Carry the Paper
Although the secondary mortgage market and quasi-governmental entities such as FNMA and FHLMC virtually created the modern real estate industry we know today, occasionally sellers will still choose to “carry the paper” and finance a sale of their real estate. Sometimes these transactions are among family members or friends.
But occasionally, such as now, when interest rates are very low, owning a note and deed of trust from a credit worthy purchaser may give the seller a good source of interest income that may not otherwise be available to them. These loans may in some cases be saleable to third parties as well in the event the seller decides they need their money before the note becomes due.
Deed of Trust
Today, the typical security instrument that would be used to secure such a residential transaction would be a Deed of Trust*. The Deed of Trust is usually the preferred security instrument because in the event things do not work out as planned and the purchaser defaults on the loan, in as little as 190 days from the date of default until the date of the trustee’s sale the seller can either get their money or get the property back.
The seller should seek legal advice to be certain the Deed of Trust is in fact is the best and most appropriate instrument for their use.
Title insurance policy
When the sale to the purchaser closes, the seller can obtain a standard coverage lender’s title insurance policy in a typical sale transaction for around $250.00, plus sales tax.

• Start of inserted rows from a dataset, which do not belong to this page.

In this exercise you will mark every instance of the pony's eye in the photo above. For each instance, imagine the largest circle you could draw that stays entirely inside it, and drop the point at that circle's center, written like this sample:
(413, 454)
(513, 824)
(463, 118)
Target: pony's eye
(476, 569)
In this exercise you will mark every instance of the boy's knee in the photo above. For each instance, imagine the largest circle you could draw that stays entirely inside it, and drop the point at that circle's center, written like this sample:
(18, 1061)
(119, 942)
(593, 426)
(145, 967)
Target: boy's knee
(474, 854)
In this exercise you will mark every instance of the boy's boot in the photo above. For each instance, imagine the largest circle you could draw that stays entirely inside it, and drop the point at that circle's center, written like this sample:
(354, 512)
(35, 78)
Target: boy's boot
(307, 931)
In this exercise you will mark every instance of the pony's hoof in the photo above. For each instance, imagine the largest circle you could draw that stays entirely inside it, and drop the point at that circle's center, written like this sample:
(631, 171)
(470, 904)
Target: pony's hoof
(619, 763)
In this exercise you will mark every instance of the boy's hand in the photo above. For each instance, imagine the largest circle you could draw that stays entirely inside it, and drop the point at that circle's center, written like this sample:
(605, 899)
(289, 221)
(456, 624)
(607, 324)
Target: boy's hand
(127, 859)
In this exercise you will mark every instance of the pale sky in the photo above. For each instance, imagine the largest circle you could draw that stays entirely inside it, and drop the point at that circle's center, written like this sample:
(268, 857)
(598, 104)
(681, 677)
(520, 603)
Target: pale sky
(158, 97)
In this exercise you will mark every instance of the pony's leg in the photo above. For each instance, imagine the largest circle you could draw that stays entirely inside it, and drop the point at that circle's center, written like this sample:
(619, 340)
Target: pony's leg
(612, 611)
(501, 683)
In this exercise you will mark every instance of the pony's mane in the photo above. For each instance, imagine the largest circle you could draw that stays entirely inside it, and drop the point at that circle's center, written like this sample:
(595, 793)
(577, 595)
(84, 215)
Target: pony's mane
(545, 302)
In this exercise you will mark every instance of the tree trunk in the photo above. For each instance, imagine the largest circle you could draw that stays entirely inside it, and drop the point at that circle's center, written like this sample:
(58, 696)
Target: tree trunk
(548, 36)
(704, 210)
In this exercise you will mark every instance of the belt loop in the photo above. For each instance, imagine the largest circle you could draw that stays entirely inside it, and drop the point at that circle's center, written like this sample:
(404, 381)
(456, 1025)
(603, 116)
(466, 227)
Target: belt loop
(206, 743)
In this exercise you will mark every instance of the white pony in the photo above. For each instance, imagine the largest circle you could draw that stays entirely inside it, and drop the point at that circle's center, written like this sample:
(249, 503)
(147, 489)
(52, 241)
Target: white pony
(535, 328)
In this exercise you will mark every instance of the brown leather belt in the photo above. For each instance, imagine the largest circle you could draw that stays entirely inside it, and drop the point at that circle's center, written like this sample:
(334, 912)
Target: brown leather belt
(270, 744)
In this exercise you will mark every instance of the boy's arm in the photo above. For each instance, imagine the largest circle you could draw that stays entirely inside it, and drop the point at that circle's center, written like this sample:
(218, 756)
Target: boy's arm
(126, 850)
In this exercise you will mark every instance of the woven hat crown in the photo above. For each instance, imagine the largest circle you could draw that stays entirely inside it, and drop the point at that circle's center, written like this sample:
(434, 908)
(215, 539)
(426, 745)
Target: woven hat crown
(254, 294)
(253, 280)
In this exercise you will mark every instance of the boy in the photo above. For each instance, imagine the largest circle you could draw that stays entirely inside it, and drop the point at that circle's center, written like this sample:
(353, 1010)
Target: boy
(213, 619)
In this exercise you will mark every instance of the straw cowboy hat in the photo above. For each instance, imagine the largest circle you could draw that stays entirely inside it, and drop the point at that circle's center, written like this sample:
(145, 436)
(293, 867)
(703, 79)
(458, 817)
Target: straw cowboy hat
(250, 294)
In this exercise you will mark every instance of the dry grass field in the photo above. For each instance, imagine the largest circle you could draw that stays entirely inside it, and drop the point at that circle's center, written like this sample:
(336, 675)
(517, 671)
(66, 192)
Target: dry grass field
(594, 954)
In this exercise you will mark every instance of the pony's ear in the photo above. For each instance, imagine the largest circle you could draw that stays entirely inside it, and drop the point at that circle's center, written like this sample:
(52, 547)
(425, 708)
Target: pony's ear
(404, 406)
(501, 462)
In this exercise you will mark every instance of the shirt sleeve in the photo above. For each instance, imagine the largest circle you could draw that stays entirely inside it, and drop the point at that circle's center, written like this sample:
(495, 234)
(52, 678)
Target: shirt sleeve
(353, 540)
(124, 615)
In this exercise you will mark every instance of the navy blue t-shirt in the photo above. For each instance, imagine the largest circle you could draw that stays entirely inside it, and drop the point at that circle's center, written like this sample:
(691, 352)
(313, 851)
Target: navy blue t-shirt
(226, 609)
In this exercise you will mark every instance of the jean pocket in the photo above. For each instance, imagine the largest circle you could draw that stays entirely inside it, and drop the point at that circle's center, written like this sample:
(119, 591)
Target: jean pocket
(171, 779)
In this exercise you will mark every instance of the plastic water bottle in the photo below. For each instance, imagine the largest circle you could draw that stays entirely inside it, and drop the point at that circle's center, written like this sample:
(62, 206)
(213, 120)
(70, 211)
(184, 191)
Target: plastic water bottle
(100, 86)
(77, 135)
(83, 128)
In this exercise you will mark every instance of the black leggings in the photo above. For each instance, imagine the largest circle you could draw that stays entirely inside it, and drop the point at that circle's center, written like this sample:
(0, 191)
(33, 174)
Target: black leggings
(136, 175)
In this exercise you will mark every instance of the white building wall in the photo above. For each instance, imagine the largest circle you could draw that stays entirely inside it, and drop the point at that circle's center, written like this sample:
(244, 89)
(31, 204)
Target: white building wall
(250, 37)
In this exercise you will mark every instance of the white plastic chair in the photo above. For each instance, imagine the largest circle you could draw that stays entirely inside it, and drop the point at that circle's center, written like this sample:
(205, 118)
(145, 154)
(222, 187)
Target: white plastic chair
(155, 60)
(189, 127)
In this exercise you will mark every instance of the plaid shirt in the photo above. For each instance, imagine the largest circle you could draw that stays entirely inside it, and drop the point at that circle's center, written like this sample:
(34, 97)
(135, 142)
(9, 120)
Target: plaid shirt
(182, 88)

This policy insures the condition of title at the time of the sale subject to the terms and conditions of the policy. The policy will insure the seller that there are no matters against the purchaser of the property existing prior to the recording of the Deed of Trust that might have priority over the seller’s interest in the event the seller is forced to foreclose on the property.
Generally, the title insurance company will decline to issue a extended lender’s policy to the seller in these instances. Although extended coverage insures against certain off record matters such as mechanic’s liens and encroachments, the policy generally excludes matters created or suffered by the insured.